High performance computers make the parallel modeling codes of NCAR and STAR possible. NCAR has a rich history of high-performance computing dating back to the 1960s, and STAR has leveraged that experience in designing a multi-node, scalable research cluster with a low-latency myrinet interconnect. Market forces and physical microprocessor limitations are constantly evolving the computer industry toward different paradigms. The latest multi-core microprocessor paradigm has brought cluster level parallel computation to commodity servers, desktops and laptops. Processors from the major chip makers now contain multiple homogeneous cores, which can each perform independent tasks much like independent nodes in a cluster.
IBM has taken the paradigm a step further with its Cell Broadband Engine, which features heterogeneous cores; one core for organizational work and 8 cores for vectorized computational work.
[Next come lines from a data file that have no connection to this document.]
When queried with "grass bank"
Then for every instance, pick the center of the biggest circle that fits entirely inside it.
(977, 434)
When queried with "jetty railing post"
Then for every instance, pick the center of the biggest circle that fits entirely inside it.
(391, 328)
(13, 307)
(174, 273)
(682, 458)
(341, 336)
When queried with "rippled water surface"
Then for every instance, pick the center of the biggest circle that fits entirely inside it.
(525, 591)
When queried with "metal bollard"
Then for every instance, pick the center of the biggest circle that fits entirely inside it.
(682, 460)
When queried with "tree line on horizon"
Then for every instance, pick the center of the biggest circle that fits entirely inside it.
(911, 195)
Additionally, streaming Graphics Processing Units (GPUs), each with hundreds of streaming compute cores, have become a popular and affordable way of giving certain algorithms several orders of magnitude performance speedup relative to CPU based algorithms.
STAR is dedicated to understanding the compilers, libraries, APIs and best practices that make this hardware accessible to their software engineers and scientists. A development effort is currently underway at STAR to implement an accelerated particle dispersion model that utilizes nVidia GPUs through the CUDA toolkit. Looking forward, STAR is particularly interested in the OpenCL standard (finalized in December 2008), which will provide a common API for programming multi-core CPUs and GPUs, thus making OpenCL applications computationally efficient across multiple computing and cluster platforms with minimal developer effort.